# Anyone fancy a coffee in Belfast?



## shoppingqueen (Nov 22, 2007)

Hi

Just started posting here & was wondering if any of you ever meet up for a chat?  I know that Stork do a monthly mtg but I'm unsure thats for me just yet.  It would be nice to meet somebody or a few on a one to one basis & I think it may help us all.

Since this journey began friendships have taken a real nosedive as although only a few know they can't quite empathise & for those with kids its even tougher as the "mask" has to be on even tighter as I don't want to make them feel awkward.
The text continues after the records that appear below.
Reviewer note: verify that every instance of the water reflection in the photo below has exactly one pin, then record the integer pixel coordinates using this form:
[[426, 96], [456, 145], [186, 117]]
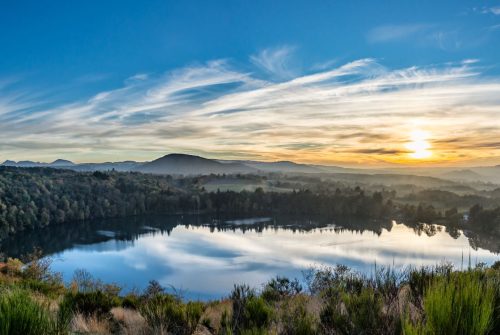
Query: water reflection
[[206, 256]]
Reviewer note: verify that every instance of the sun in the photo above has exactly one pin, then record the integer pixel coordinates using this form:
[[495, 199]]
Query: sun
[[419, 145]]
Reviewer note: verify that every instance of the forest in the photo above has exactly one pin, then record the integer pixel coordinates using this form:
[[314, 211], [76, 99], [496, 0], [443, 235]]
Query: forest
[[37, 197]]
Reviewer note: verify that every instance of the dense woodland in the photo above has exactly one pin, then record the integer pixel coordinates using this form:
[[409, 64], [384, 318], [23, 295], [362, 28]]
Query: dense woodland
[[38, 197]]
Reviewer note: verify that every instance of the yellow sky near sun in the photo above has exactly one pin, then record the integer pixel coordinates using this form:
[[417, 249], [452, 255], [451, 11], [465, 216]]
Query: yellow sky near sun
[[355, 115]]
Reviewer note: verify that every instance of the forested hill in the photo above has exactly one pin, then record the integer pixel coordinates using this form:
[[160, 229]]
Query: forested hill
[[38, 197]]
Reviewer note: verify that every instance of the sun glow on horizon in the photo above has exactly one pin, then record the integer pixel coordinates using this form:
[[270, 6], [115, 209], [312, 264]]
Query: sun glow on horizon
[[419, 145]]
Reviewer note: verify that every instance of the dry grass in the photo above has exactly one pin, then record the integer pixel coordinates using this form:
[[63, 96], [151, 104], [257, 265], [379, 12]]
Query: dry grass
[[89, 325], [131, 322], [214, 311]]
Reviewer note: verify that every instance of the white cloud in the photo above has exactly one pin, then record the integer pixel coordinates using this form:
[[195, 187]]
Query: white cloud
[[359, 112]]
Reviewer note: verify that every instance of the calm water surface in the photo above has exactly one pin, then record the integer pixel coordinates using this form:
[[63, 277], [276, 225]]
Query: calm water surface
[[205, 260]]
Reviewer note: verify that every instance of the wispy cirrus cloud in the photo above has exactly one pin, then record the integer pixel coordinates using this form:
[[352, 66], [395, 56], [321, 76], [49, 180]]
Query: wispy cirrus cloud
[[357, 113], [396, 32]]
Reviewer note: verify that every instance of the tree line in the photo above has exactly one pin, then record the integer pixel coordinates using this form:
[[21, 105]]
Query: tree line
[[38, 197]]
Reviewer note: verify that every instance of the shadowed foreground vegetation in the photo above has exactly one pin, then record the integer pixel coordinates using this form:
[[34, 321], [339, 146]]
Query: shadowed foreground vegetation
[[430, 300]]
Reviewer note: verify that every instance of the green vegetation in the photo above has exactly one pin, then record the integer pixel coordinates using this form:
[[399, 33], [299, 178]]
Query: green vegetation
[[433, 300], [37, 197]]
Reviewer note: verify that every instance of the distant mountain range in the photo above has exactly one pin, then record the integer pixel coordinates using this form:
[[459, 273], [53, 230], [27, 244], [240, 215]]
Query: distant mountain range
[[182, 164]]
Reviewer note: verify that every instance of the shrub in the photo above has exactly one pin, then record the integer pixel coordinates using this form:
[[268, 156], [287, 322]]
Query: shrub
[[462, 303], [166, 313], [279, 288], [354, 313], [97, 303], [250, 313], [21, 315], [295, 319]]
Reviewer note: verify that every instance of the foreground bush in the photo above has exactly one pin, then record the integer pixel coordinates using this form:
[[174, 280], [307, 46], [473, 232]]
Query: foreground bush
[[21, 315], [168, 314], [463, 303], [430, 300]]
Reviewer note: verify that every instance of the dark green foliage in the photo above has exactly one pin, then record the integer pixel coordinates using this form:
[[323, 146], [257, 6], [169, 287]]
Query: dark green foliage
[[166, 313], [38, 197], [21, 315], [131, 301], [295, 319], [462, 303], [88, 303], [154, 288], [251, 314], [279, 288], [353, 313]]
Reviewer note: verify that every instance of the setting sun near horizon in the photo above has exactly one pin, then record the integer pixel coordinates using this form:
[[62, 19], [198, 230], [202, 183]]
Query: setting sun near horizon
[[419, 145]]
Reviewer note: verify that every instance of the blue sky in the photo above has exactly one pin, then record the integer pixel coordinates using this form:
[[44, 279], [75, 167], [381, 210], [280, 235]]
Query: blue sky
[[63, 63]]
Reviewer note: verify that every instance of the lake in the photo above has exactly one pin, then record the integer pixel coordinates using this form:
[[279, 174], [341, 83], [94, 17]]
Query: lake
[[203, 257]]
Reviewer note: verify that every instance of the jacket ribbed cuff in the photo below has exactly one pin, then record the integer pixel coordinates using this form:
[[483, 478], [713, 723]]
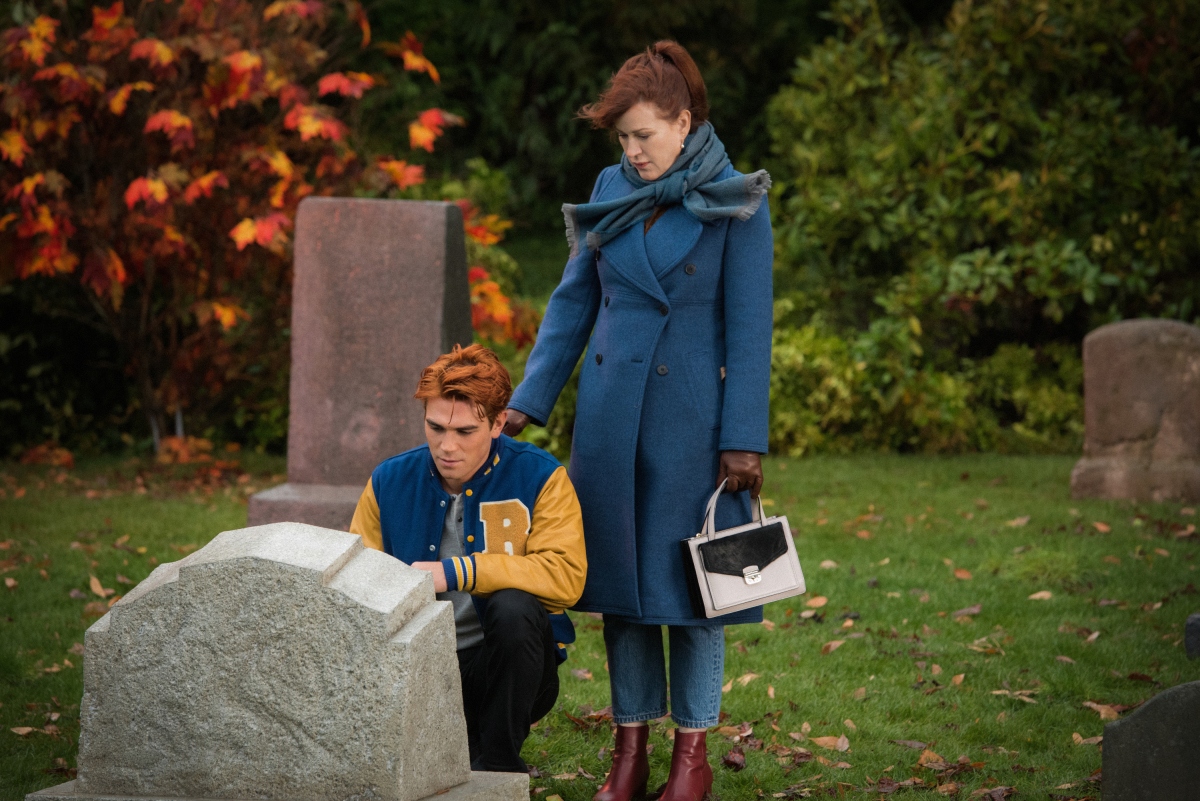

Looking forward to a relaxing coffee/drink ....!  

S

xx


----------



## MaryC (Jul 25, 2007)

Hi S,

Some of us on the NI thread met up a few weeks ago, I think the intention is to maybe meeting up again so keep an eye on the NI thread for details.

Mary


----------



## jofi (Apr 7, 2006)

Hi shoppingqueen, I'd be well up for it. I live in the East so town is handy for me. To be realistic it will probably be after christmas. (or maybe late next week )Are you based in Belfast? Give me a pm anytime, I'm not working at the minute and in January I'm going part-time so the company would be great.
xxxx


----------



## Cate1976 (Oct 29, 2007)

Have replied on NI thread.  Meet up sounds good.  I'll be doing Christmas shopping in Belfast next week, probably friday.


----------



## shoppingqueen (Nov 22, 2007)

Cheers to those of you who replied.

Be good see you

xxx


----------



## Dahlia (Oct 29, 2007)

Hi Shoppingqueen,

meeting up sounds good,maybe in New Year? Are you all shopped out yet. Hopefully I finished all mine today!!   

Dahlia x


----------



## shoppingqueen (Nov 22, 2007)

Hi

Just home from town & its bldy mental!!!!

Away now to chill out - DH out so home alone with telly & remote all for me!!!!

Happy chilling to you too

xxx


----------



## MaryC (Jul 25, 2007)

Shoppingqueen,

We are organising a meeting up of the girls on the NI thread in the new year, I'll keep you posted of details. Why don't you joins us over on the that thread, so you can get to know us beforehand, actually that might put you off!!!!!!! 

Mary


----------



## shoppingqueen (Nov 22, 2007)

OKEY  DOKE - SEE YOU ON THE NI THREAD

XX


----------